Blackmon's critique extends from the exploitation of slaves during the Civil War to the beginning of World War II. It's a story about gang labor and the failure of the Justice Department to prosecute violations of the rights of black men.

The Constitution's 13th Amendment reads:

Neither slavery nor involuntary servitude, except as a punishment for crime whereof the party shall have been duly convicted, shall exist within the United States, or any place subject to their jurisdiction."

The justice system at the federal level was unwilling to pursue the issue of convictions. Local law enforcement and officials were involved in the money games and not about to pursue prosecutions of those participating in unjust convictions.

A snippet from the book:

Contrary to the congratulatory pronouncements that followed Georgia's "abolition" of the practice of selling black prisoners in 1908, the state had more forced labor slaves than ever by 1930. In excess of eight thousand men – nearly all of them black – worked in chain gangs in 116 counties. Of 1.1 million African Americans in the state that year, approximately half lived under the direct control and force of whites – unable to move or seek employment elsewhere under the threat that doing so would lead to the dreaded chain gang. (p. 371)

Blackman writes of the thinly fictionalized condemnation of Georgia's penal system published in 1902, Georgia Nigger, by the socialist journalist John L. Spivak. Spivak had charmed his way into extensive tours of the system by officials. Blackmon writes that Spivak "unstintingly portrayed a system designed to enslave or intimidate black men into obedience." (The book is currently on sale at Amazon.com under the title Hard Times on a Southern Chain Gang.)

Blackmon writes of Charles E. Bledsoe pleading guilty in federal court in Mobile, Alabama, on October 13, 1941, to a charge of peonage for holding a back man named Martin Thompson against his will. Bledsoe's punishment was a fine of $100 and six months probations. "The futility of combating black slavery," writes Blackmon, "was clear."

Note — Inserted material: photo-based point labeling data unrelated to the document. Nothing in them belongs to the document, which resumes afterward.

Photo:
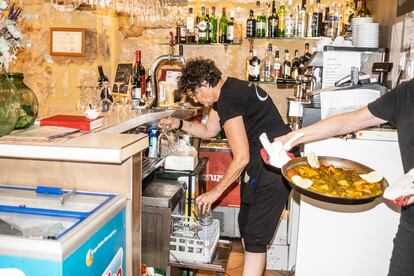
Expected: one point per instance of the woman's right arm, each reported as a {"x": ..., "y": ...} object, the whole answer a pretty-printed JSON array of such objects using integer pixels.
[{"x": 208, "y": 130}]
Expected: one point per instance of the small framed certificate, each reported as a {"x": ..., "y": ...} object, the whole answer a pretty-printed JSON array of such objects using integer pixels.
[{"x": 67, "y": 41}]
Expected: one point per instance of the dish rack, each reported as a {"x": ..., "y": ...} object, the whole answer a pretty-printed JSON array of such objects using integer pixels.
[{"x": 192, "y": 242}]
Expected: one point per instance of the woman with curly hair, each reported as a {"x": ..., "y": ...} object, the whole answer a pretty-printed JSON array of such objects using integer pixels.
[{"x": 244, "y": 111}]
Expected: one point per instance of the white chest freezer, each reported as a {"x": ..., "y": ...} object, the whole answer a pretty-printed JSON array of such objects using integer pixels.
[{"x": 50, "y": 231}]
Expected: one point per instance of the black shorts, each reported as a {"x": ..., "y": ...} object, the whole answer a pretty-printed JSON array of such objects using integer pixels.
[
  {"x": 402, "y": 259},
  {"x": 262, "y": 203}
]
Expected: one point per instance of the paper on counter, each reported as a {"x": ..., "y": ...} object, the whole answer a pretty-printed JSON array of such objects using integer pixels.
[
  {"x": 337, "y": 65},
  {"x": 336, "y": 102}
]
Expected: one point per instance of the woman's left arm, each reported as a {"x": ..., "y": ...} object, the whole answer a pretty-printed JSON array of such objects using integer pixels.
[{"x": 237, "y": 139}]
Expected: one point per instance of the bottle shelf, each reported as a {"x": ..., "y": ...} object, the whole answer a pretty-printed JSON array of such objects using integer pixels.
[{"x": 282, "y": 38}]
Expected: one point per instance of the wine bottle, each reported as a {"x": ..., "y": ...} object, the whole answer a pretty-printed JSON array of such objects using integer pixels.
[
  {"x": 190, "y": 26},
  {"x": 223, "y": 27},
  {"x": 254, "y": 68},
  {"x": 281, "y": 13},
  {"x": 106, "y": 95},
  {"x": 213, "y": 26},
  {"x": 277, "y": 66},
  {"x": 203, "y": 27},
  {"x": 295, "y": 66},
  {"x": 230, "y": 28},
  {"x": 287, "y": 65},
  {"x": 272, "y": 22},
  {"x": 268, "y": 64},
  {"x": 251, "y": 25},
  {"x": 138, "y": 79}
]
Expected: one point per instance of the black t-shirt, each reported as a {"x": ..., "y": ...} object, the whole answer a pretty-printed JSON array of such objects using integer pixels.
[
  {"x": 241, "y": 98},
  {"x": 397, "y": 107}
]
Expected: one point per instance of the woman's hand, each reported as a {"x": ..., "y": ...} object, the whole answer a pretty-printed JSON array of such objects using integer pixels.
[
  {"x": 169, "y": 123},
  {"x": 206, "y": 200}
]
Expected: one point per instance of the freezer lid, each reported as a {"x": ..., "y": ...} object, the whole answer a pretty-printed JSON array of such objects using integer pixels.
[{"x": 51, "y": 201}]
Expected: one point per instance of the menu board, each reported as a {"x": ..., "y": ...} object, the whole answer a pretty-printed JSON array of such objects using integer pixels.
[
  {"x": 404, "y": 6},
  {"x": 122, "y": 77}
]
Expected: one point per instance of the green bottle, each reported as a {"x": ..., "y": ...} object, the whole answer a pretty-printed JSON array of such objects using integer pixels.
[
  {"x": 213, "y": 26},
  {"x": 223, "y": 27},
  {"x": 261, "y": 21},
  {"x": 282, "y": 19},
  {"x": 203, "y": 27}
]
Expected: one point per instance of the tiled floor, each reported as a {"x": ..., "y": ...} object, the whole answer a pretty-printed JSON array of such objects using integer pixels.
[{"x": 235, "y": 264}]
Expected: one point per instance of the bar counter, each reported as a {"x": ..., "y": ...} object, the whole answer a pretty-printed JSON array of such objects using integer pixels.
[{"x": 102, "y": 161}]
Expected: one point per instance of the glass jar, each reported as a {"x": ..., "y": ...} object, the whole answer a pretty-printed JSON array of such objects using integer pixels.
[
  {"x": 9, "y": 106},
  {"x": 29, "y": 106}
]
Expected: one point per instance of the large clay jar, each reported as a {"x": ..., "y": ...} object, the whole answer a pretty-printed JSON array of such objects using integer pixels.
[
  {"x": 29, "y": 106},
  {"x": 9, "y": 106}
]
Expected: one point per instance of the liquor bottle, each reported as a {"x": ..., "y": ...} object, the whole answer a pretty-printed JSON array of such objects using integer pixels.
[
  {"x": 286, "y": 66},
  {"x": 303, "y": 21},
  {"x": 261, "y": 24},
  {"x": 272, "y": 21},
  {"x": 250, "y": 56},
  {"x": 325, "y": 22},
  {"x": 290, "y": 13},
  {"x": 223, "y": 27},
  {"x": 106, "y": 95},
  {"x": 254, "y": 68},
  {"x": 197, "y": 21},
  {"x": 238, "y": 27},
  {"x": 362, "y": 10},
  {"x": 181, "y": 31},
  {"x": 277, "y": 66},
  {"x": 295, "y": 71},
  {"x": 203, "y": 27},
  {"x": 281, "y": 13},
  {"x": 269, "y": 65},
  {"x": 310, "y": 18},
  {"x": 148, "y": 85},
  {"x": 251, "y": 25},
  {"x": 190, "y": 26},
  {"x": 230, "y": 28},
  {"x": 138, "y": 79},
  {"x": 317, "y": 19},
  {"x": 213, "y": 26}
]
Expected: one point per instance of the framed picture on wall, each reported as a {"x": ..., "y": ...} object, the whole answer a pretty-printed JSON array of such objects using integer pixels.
[
  {"x": 67, "y": 41},
  {"x": 122, "y": 78}
]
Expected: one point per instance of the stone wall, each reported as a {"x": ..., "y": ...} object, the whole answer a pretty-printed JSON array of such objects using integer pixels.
[{"x": 113, "y": 38}]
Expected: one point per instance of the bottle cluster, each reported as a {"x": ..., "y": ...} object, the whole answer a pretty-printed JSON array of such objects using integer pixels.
[
  {"x": 207, "y": 27},
  {"x": 294, "y": 21},
  {"x": 271, "y": 68}
]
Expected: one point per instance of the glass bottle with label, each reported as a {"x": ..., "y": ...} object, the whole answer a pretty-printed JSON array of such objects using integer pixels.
[
  {"x": 295, "y": 71},
  {"x": 310, "y": 18},
  {"x": 230, "y": 28},
  {"x": 286, "y": 65},
  {"x": 213, "y": 26},
  {"x": 303, "y": 21},
  {"x": 268, "y": 65},
  {"x": 248, "y": 61},
  {"x": 251, "y": 25},
  {"x": 290, "y": 20},
  {"x": 254, "y": 68},
  {"x": 362, "y": 10},
  {"x": 277, "y": 66},
  {"x": 317, "y": 19},
  {"x": 272, "y": 22},
  {"x": 190, "y": 26},
  {"x": 261, "y": 24},
  {"x": 203, "y": 27},
  {"x": 281, "y": 13},
  {"x": 223, "y": 27}
]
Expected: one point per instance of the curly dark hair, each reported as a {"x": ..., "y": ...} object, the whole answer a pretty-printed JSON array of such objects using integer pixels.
[{"x": 195, "y": 72}]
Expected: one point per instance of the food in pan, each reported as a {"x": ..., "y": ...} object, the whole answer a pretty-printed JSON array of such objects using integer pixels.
[{"x": 335, "y": 182}]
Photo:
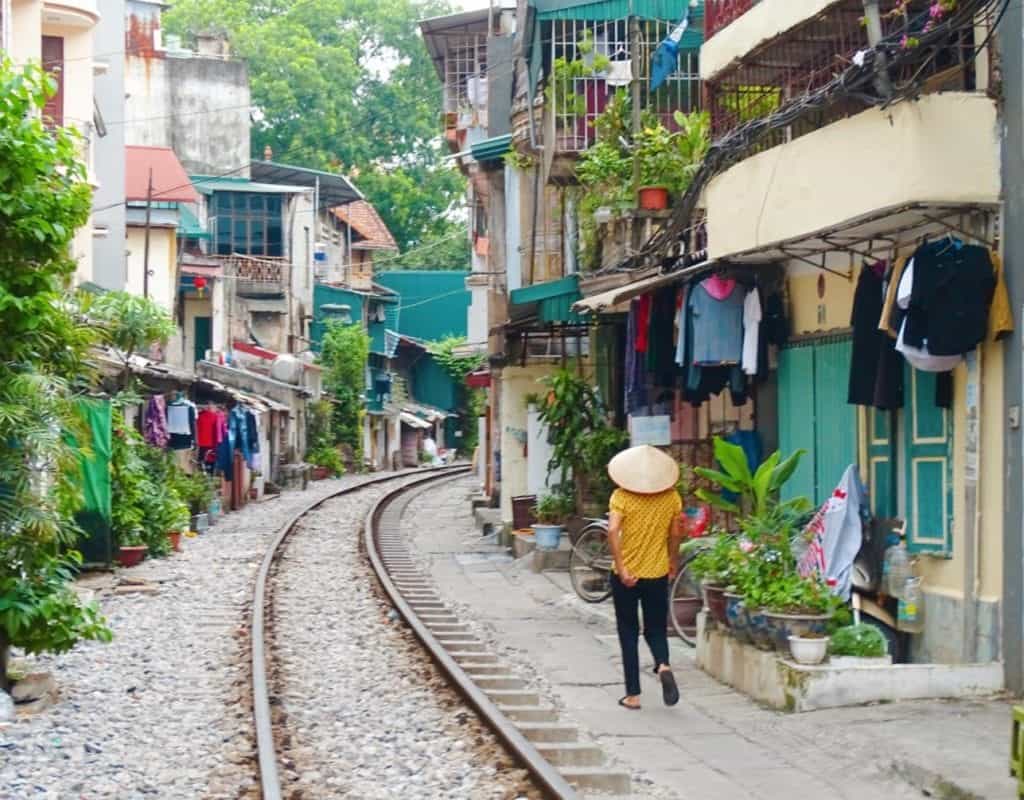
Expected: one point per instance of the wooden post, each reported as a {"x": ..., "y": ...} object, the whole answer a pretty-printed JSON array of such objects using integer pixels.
[{"x": 145, "y": 247}]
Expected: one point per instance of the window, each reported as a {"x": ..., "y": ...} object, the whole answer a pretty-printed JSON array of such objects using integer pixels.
[
  {"x": 248, "y": 223},
  {"x": 52, "y": 54}
]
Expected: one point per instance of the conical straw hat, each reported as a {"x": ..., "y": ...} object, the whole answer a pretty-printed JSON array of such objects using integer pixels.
[{"x": 644, "y": 470}]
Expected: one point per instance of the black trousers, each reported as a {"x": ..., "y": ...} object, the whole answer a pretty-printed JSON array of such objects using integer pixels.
[{"x": 652, "y": 595}]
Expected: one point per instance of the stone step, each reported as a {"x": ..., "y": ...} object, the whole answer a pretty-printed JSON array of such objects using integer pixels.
[
  {"x": 500, "y": 682},
  {"x": 529, "y": 713},
  {"x": 572, "y": 754},
  {"x": 513, "y": 697},
  {"x": 590, "y": 779},
  {"x": 549, "y": 731}
]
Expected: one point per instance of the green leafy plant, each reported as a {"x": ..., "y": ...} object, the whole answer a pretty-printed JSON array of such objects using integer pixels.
[
  {"x": 757, "y": 492},
  {"x": 554, "y": 508},
  {"x": 862, "y": 640}
]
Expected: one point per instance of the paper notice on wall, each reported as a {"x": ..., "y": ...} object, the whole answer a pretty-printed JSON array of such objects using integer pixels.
[{"x": 655, "y": 430}]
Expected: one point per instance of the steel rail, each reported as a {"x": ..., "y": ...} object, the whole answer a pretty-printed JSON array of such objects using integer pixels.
[
  {"x": 549, "y": 779},
  {"x": 269, "y": 777}
]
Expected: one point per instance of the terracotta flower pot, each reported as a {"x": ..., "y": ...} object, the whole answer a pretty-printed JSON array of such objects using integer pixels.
[
  {"x": 131, "y": 555},
  {"x": 653, "y": 198},
  {"x": 715, "y": 600}
]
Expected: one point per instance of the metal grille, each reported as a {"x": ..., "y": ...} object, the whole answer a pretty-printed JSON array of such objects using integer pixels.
[
  {"x": 578, "y": 101},
  {"x": 465, "y": 68},
  {"x": 811, "y": 54}
]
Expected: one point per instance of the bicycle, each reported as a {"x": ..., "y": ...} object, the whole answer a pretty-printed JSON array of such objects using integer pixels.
[{"x": 590, "y": 571}]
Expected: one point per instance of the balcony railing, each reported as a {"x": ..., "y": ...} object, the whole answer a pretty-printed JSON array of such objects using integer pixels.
[
  {"x": 809, "y": 55},
  {"x": 257, "y": 276},
  {"x": 576, "y": 102},
  {"x": 719, "y": 13}
]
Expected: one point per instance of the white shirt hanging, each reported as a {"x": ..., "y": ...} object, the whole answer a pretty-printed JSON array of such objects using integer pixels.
[
  {"x": 752, "y": 331},
  {"x": 919, "y": 358}
]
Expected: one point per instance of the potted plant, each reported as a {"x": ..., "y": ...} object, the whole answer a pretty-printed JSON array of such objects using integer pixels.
[
  {"x": 798, "y": 606},
  {"x": 131, "y": 549},
  {"x": 858, "y": 645},
  {"x": 551, "y": 512}
]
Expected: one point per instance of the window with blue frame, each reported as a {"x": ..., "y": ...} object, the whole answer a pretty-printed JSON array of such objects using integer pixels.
[{"x": 247, "y": 222}]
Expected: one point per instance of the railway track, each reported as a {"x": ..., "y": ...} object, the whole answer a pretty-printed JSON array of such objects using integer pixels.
[{"x": 528, "y": 731}]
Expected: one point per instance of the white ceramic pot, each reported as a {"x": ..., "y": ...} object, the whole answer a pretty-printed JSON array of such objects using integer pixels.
[{"x": 808, "y": 651}]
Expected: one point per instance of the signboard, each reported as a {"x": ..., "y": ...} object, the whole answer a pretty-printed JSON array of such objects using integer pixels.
[{"x": 655, "y": 431}]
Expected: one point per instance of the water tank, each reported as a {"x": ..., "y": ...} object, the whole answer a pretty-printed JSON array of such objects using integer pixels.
[{"x": 287, "y": 369}]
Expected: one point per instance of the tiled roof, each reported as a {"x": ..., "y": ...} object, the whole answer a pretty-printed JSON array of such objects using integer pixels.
[
  {"x": 170, "y": 183},
  {"x": 365, "y": 220}
]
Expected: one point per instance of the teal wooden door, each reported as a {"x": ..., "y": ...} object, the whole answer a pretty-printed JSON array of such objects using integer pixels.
[
  {"x": 882, "y": 475},
  {"x": 814, "y": 416},
  {"x": 796, "y": 416},
  {"x": 203, "y": 337},
  {"x": 835, "y": 419},
  {"x": 928, "y": 437}
]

In early December, 1941, when the US entered World War II and a move to national mobilization for the war effort began, the Roosevelt administration pushed on the Justice Department, under Attorney General Charles Biddle. Writes Blackmon: "Biddle was informed that federal policy had long been to cede virtually all allegations of slavery to local jurisdiction – effectively guaranteeing they would never be prosecuted." Biddle, on December 12, 1941, issued a directive – Circular No 3591 – to all federal prosecutors to direct their attention to "the possibilities of successful prosecutions stemming from alleged peonage complaints..." (p 377-8)

Blackmon continues:

In August, 1942, a letter from a sixteen-year-old black boy arrived at the Department of Justice all alleging that Charles Bledsoe – the Alabama man who received a $100 fine for peonage prior to Biddle's memo – was still holding members of the boy's family as slaves. Despite the Biddle directive, FBI director J. Edgar Hoover initially saw no need to mount another aggressive investigation. The U.S. attorney in Mobile, Francis H. Inge, was similarly disinterested. "No active investigation will be instituted," Hoover wrote to assistant Attorney General Wendell Berge, attempting to close the file. (p. 379)

Berge wrote in a terse letter ordering Inge into action. As the war progressed, the Department of Justice prosecuted the "U.S. Sugar Company in Florida for forcing black men into their sugarcane fields. Sheriffs who colluded with the company were brought to trial. (p. 380)

Blackmon writes of President Truman's Committee on Civil rights recommending "bolstering the anti-slavery statute to plainly criminalise involuntary servitude." In1948 "the entire federal criminal code was dramatically rewritten, further clarifying the laws against involuntary servitude. (p. 381)

In 1954, in Brown v. Board of Education, the Supreme Court reversed what Blackmon describes as the "cynical logic" of Plessy v. Ferguson in 1896. This "sealed forever that the terror regime which had dominated black life over the previous ninety ears was ending." (pp. 381-2)

Blackmon's documentation is extensive.

Public Broadcasting Service (PBS) has created a documentary based on Blackmon's book. The book's jacket recommends a visit to www.slaverybyanothername.com for images, primary research materials, and interviews.